De la chapelle, Juhel est descendu à la geôle, où se trouvait le greffier de la cour d’assises chargé de lui signifier le rejet de sa demande en grâce. Sur l’offre qui lui a été faite d'en entendre la lecture, il a dit qu’il connaissait le rejet et que le reste était inutile. Il était alors trois heures dix minutes. Le départ pour Bayeux était fixé à trois heures et demie juste.
Juhel a donc attendu environ vingt minutes. M. L’abbé Lemoine lui a offert une chaise à côté de lui devant le poêle. De son côté, le gardien chef lui a proposé de prendre un peu de nourriture. Il a refusé tout d’abord, mais sur l’avis de l’aumônier, et en voyant celui-ci accepter une bouchée de pain sec, Juhel a suivi son exemple. Il a donc mangé un petit morceau de pain et bu un verre de vin rouge. En portant le verre à ses lèvres, il s'est tourné du côté des dignes aumôniers et des gardiens, et a dit d'une voix faible, bien que parfaitement assurée : « À votre santé, messieurs et la compagnie. » Il n'a voulu accepter rien d'autre.
Enfin, un avis a été donné que la voiture et l’escorte attendaient et qu’on pouvait partir quand l’aumônier le jugerait bon (il s’en fallait de quelques minutes qu’il ne soit trois heures et demie). Juhel n'a fait aucune difficulté pour se mettre en route. Il a salué tranquillement et a suivi les gardiens d’un pas ferme.
À la porte de la prison, il a été remis entre les mains des gendarmes. L’un d’eux a essayé de lui passer une chaîne autour des bras, par derrière le dos. Juhel, qui n’était pas grand, mais gros et trapu, portait une veste en tricot de laine.
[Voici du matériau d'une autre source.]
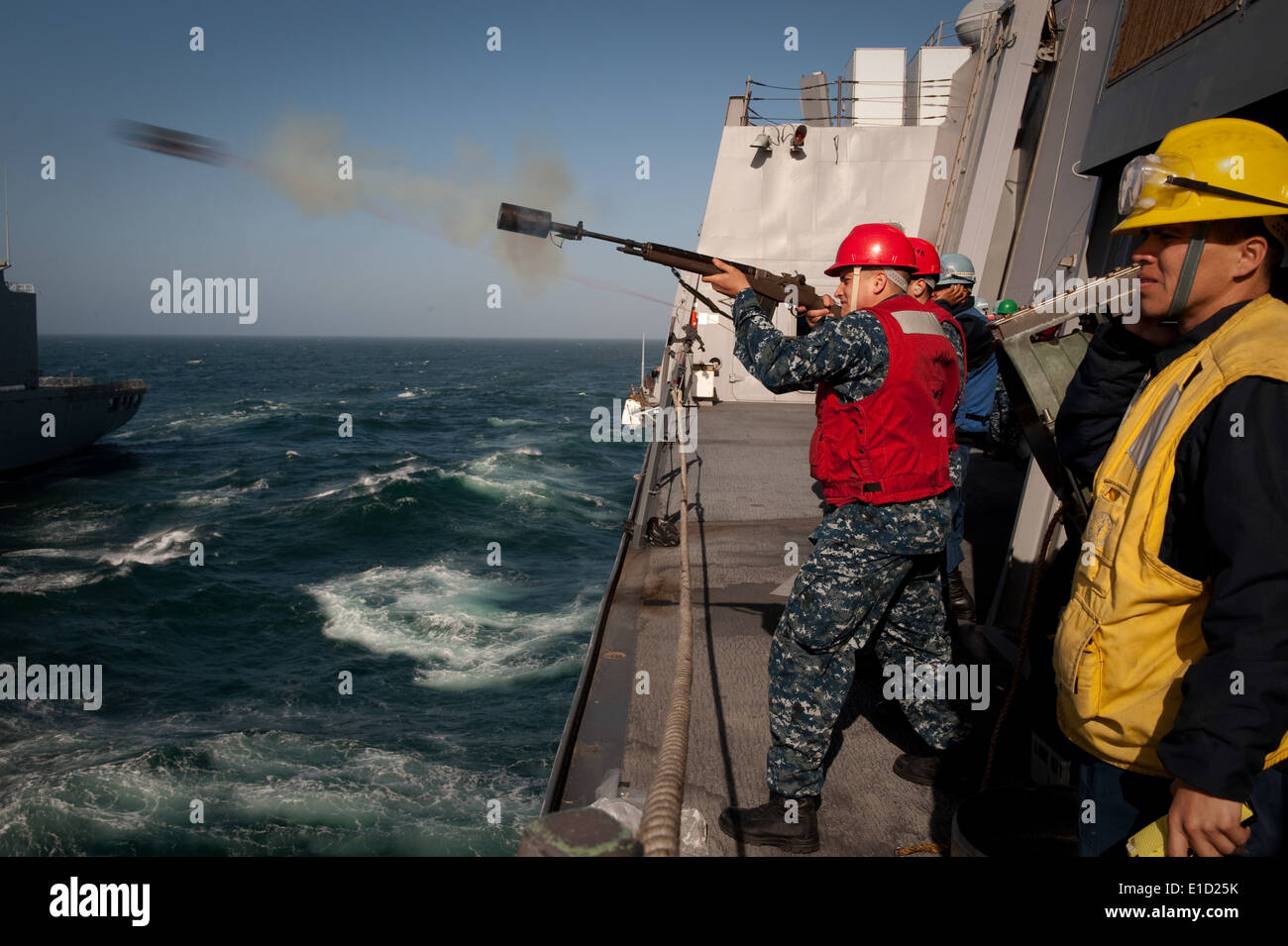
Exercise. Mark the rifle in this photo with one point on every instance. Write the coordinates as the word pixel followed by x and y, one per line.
pixel 769 287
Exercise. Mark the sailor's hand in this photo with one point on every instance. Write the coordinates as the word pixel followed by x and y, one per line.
pixel 1207 825
pixel 814 315
pixel 728 280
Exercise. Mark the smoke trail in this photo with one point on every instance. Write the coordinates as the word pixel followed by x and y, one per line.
pixel 460 203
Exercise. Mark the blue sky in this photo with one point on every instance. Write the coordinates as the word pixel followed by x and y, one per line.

La chaîne s’est trouvée trop courte, et pour l’assujettir, il aurait fallu le faire souffrir. Il en a fait doucement la remarque. Au lieu de la passer autour des bras, le gendarme l’a mise autour des poignets, que Juhel a tendus de lui-même. L’instant d’avant, il disait : « Mon Dieu ! J'irai bien sans cela ; il n’y a rien à craindre. »
Il a quitté rapidement le seuil de la prison et est monté sans hésiter dans la voiture qui l’a conduit à Bayeux. Le triste convoi est parti au trot. À peine une vingtaine de curieux se trouvaient à cette heure matinale devant la prison de Bayeux.
La prison de Bayeux. |
Des agents de police et des soldats du poste ont formé la haie depuis la voiture jusqu’à la prison.
En descendant de la voiture, Juhel a donné des poignées de main aux gardiens de la prison. Les exécuteurs des hautes-œuvres (celui de Caen, celui de Rennes avec un aide) ont commencé l’horrible toilette à sept heures et demie. À huit heures moins le quart, le condamné a quitté la prison. Il a pris place dans la charrette avec les deux aumôniers, qu’il a embrassés à plusieurs reprises.